Japan’s Boxing Future Under Threat After Ring Tragedies

By James Slater - 08/26/2025 - Comments

Boxing Under Threat In Japan Due To Recent Ring Tragedies: “If We Don’t Improve Things, The Sport Won’t Be Able To Continue”

t’s more than a touch tragically ironic that, as great as the sport of boxing is doing right now in Japan, how much it’s flourishing – with lower-weight stars such as Naoya Inoue, Junto Nakatani, Yoshiki Takei and others holding world titles and also giving us superb action – its very existence is under threat.

Due to the recent ring tragedies that saw two young fighters who fought on the same August 2 card die following the suffering of head injuries, these being Shigetoshi Kotari and Hiromasa Urakawa, the Secretary-General of the Japan Boxing Commission, Tsuyoshi Yasukochi, has said the sport “won’t be able to continue if we don’t improve things.”

Yasukochi Sounds Alarm After Deaths of Kotari and Urakawa

The Secretary-General, who is quoted here by The Japan Times, is looking at ways in which to help make the sport safer. These new measures could include urine tests to measure dehydration, along with stricter rules on fighter’s weight loss, especially rapid weight loss.

“If the people involved in the sport can’t improve things, we’ll have to quit,” Yasukochi said. “I understand that we are at a crucial moment where a sport that has been around for 100 years could potentially disappear. I think everyone is working every day with that mindset. When a person dies, it has a big impact. If you don’t feel that, then you’re not qualified to be involved in boxing.”
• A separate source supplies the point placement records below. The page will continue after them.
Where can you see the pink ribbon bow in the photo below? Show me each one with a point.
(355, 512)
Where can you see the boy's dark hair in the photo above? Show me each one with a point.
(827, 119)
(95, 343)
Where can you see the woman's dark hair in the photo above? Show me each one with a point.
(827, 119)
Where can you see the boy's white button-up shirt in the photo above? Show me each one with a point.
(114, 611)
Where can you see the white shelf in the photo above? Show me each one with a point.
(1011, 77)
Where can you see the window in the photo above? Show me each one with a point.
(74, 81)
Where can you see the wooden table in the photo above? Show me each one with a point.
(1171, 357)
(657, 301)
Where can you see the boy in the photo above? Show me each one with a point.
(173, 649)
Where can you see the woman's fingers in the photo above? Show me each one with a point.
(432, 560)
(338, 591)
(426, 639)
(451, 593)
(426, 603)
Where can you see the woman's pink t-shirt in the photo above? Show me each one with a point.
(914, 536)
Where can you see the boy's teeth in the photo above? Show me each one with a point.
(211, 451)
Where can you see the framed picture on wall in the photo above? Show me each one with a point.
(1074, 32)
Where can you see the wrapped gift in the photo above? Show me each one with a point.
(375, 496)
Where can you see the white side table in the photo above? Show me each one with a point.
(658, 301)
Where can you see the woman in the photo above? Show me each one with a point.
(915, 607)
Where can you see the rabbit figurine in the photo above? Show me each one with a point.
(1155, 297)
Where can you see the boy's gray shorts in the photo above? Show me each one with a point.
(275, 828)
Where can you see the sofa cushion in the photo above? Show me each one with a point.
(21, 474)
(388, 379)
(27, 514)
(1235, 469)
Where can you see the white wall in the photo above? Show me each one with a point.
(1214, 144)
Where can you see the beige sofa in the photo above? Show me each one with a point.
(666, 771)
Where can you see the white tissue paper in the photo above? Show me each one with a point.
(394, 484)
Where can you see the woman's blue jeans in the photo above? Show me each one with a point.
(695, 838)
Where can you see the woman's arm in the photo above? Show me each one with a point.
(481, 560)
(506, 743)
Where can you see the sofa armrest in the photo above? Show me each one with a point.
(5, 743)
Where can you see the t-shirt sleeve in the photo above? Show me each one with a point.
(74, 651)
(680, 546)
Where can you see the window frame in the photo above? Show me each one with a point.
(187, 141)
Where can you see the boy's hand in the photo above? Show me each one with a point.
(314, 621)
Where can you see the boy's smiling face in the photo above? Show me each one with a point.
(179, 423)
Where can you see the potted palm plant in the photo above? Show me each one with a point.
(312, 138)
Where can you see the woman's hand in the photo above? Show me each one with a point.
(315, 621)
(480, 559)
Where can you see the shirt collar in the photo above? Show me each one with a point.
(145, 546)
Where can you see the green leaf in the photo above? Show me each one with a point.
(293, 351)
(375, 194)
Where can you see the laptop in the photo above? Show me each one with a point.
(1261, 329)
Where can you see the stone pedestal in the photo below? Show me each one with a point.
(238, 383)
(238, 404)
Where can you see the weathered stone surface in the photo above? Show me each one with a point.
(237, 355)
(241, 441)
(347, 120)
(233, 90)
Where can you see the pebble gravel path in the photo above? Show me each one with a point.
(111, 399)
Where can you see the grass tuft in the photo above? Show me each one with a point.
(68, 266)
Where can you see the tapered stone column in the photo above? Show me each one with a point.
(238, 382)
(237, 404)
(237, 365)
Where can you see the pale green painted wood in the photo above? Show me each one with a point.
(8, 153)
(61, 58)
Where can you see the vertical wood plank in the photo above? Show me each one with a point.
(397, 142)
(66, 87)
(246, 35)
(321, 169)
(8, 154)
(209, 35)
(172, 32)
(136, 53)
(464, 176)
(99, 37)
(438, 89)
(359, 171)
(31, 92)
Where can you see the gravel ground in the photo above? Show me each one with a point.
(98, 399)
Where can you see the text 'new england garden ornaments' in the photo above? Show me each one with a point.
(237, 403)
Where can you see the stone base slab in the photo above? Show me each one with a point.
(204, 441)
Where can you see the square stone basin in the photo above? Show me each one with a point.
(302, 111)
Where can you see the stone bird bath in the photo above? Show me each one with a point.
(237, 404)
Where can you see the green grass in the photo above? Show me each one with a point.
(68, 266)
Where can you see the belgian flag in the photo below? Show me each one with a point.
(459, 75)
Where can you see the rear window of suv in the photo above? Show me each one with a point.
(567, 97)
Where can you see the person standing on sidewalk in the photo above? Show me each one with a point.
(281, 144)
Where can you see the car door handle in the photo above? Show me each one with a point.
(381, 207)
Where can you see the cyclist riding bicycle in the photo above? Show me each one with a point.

Could Japanese Boxing Really Face a Ban?

It really would be a crying shame if boxing was banned in Japan, but as Yasukochi – clearly a man who cares – has said, things have to improve. Cutting weight at a fast rate is one of the most dangerous things a fighter can do, so if that issue could be ironed out it would be a great start. But unless all fighters agree and sign up for such an approach, where they agree to be monitored, this idea will fail. And in terms of money, how much would this, along with things like random drug testing and other vital things cost?

Superstar fighters like Inoue and one or two others would survive if boxing was outlawed in Japan, as they could box abroad. But that’s not the point. Japanese fighters have a real sense of pride when they fight before their countrymen and women, this on home soil. It would indeed be terrible if this honour was taken away from Japanese boxers.

The sport has of course come under pressure like this before, in numerous other countries, but the sport has thus far survived. Let’s hope it will be the same as far as the great country of Japan is concerned.